Bref, J-Stars est désormais disponible dans nos contrées (officiellement) depuis vendredi dernier, et vous êtes nombreux à hésiter au moment de passer à la caisse, par peur d'être victimes d'un effet de hype à la simple vue de la couverture du titre, qui vous présente plus ou moins les héros de votre enfance, pour la première fois côte-à-côté dans un brawler que vous avez (sûrement) peur de trouver trop creux, à l'image de ses nombreux prédécesseurs qui adaptaient mollement des mangas pourtant ô combien dynamiques. Je ne vous mentirai pas : J-Stars fait partie de ces jeux aux menus austères, aux possibilités limitées (vous trouverez un mode solo découpé en 3 quêtes, menées tour à tour par Luffy, Naruto et Goku, un mode arcade et un mode VS ultra classique). Là où J-Stars diffère, c'est d'abord dans son approche du jeu de baston. Construit sur les cendres de cette génération de jeux Dragon Ball qui vous permettent de vous déplacer en 3D dans une arène d'une simple pression du dash, le jeu effraie au premier abord. Trop facile, pas toujours magnifique (on notera d'ailleurs l'inégalité dans la représentation des personnages, certains s'adaptatant à la perfection à ce traitement Cel-Shading 3D), maigre en termes de contenu déblocable à l'exception de la boutique où vous acheterez de nouveaux combattants [...]. Pourtant, à force d'y revenir (et c'est là la force du jeu, qui propose des combats de 5 minutes à peine, vous encourageant souvent à remettre les mains sur vos sticks pour "un dernier fight"), le jeu gagne à être abordé en profondeur, fort de ses mécaniques pas si désuettes, entre parry, block, counter, juggles, dash et j'en passe. Autre élément fort appréciable pour ceux qui, comme moi, ne lâchent pas l'affaire avec les jeux de baston à licence : chaque personnage possède ses propres caractéristiques et, si le gameplay propose les mêmes touches à chacun, aucun héros n'abordera le combat de la même façon et devra être apprivoisé avant de pouvoir s'élancer comme un damné sur ses adversaires. 

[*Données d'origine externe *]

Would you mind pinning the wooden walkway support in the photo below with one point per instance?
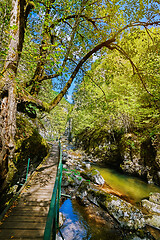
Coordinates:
(27, 219)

Ajoutez à ça une vidéo d'intro' qui vous attrape par les sentiments pour ne jamais vous laisser partir, un roster de 39 personnages dont certaines raretés totales en matière de jeux vidéo (je vous passe le plaisir de mettre les mains sur Hiei et Yusuke, des années après avoir saigné la rom Megadrive de YuYu Hakusho : Maikou Toitsusen), 13 personnages "support" qui deviennent de moins en moins inutiles et de plus en plus précieux à mesure que votre skill s'affine, et vous obtenez un jeu pas superbement équilibré, mais ô combien efficace pour vos soirées. À mi-chemin entre le VS Fighting et le Party Game dans le feeling, J-Stars Victory VS vous propose surtout des affrontements à en réveiller vos voisins, des attaques spéciales qui vous chatouillent juste où il faut par leur fidélité totale, ainsi que des combinaisons aussi improbables que diaboliquement efficaces. À 4 joueurs, le jeu devient même l'un des plus sérieux concurrents de Smash Bros, la compétitivé en bout de course en moins. Bref, si vous êtes fans des plus grands shônens (vous y trouverez pêle-mêle Assassination Classroom, Bleach, Naruto, One Piece, Dragon Ball, Slump, Hokuto No Ken, Gin Tama, Saint Seiya, Kenshin, Reborn!, JoJo's Bizarre Adventure, Hunter x Hunter, Toriko...) et que vous êtes rôdés à l'industrie du VS Fighting à base de licences, J-Stars Victory VS+ est définitivement pour vous et constitue même un excellent premier jeu pour Spike Chunsoft, un studio que l'on espère déjà revoir sur l'exercice, pour une édition plus généreuse en termes de licences, de contenu et forte d'un mode solo un peu plus accrocheur que celui-ci. 

Quant à la question de savoir si le jeu mérite ses 60 (!) euros, je vous conseillerai très sincèrement d'attendre quelque peu et de le trouver à un prix moins élevé, ce qui ne devrait pas tellement tarder.